March 10, 2013 (RUMBEK) - Lakes state parliament on Thursday has voted to approve a loan requested by Lakes state caretaker military governor worth 1.1 million
South Sudanese pounds from Community Development fund (CDF).
- Matur Chuot Dhuol was appointed as caretaker governor of Lakes state in January 2013 (ST)
The Lakes state Ministry of Finance, Trade and Industry was ordered to withdraw money from CDF account at the Rumbek branch of the Kenya Commercial Bank (KCB).
According to a letter to assembly speaker by caretaker military Governor on Thursday 7 April 500,000 SSP will be spent on allowing MPs to go on recess and 600,000 will go towards "security related matters".
The state parliament approved the request on Friday 8 April. The Governor said that he would pay the loan back in June 2013, although he did not indicate from where he would obtain the funds.

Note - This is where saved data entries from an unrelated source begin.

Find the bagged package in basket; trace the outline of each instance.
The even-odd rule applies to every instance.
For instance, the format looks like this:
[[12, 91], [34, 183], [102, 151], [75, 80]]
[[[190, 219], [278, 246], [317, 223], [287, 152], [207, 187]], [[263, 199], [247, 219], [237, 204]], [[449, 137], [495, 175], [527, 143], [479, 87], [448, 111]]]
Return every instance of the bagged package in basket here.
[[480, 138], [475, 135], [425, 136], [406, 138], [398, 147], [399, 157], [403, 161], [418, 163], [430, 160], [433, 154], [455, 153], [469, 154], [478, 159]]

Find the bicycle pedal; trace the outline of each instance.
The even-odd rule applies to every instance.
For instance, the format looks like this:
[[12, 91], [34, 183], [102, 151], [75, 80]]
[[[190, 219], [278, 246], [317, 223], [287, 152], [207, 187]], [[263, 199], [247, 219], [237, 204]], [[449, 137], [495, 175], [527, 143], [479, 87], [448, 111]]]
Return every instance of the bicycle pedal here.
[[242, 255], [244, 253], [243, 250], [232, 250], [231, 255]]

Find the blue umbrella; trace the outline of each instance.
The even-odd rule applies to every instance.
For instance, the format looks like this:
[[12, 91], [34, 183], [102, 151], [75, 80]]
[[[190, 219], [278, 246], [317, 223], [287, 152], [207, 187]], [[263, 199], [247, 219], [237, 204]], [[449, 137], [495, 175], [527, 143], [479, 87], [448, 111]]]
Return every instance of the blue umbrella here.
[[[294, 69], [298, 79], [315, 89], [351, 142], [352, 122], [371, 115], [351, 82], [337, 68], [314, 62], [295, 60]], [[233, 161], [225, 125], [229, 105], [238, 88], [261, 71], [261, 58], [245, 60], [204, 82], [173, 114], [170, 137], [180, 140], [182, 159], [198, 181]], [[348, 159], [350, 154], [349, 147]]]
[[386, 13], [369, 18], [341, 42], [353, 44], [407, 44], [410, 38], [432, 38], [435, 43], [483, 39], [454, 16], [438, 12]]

Lakes state, like other states in South Sudan has been effected by austerity measures introduced after South Sudan stopped oil production over a transit fee dispute with Sudan, over a year ago.
On February 29 the Lakes State Legislative Assembly retrospectively passed a budget covering July 2012 to July 2013 worth 154.7 million SSP, which was presented by state finance minister Joseph Maker Madit.
Maj-Gen Matur Chut Dhuol, was installed as the caretaker military in January with a brief from the president to restore security to the state, which has been blighted by cattle raiding and violence between rival clans of the indigenous Dinka tribe.
Dhuol has introduced a string of tough measures, with some residents accusing him of introducing marshal law. The measures Dhuol has introduced include:
- Warning the commissioners of all eight counties that they will be sacked of they fail to confront cattle raiders and bring them to justice.
- Threatening to close the Lakes State’s Legislative Assembly if politicians continue to debate political issues.
- Denying those arrested on suspicion of involvement in cattle raiding and inter-communal violence of access to their own lawyers and human rights officials.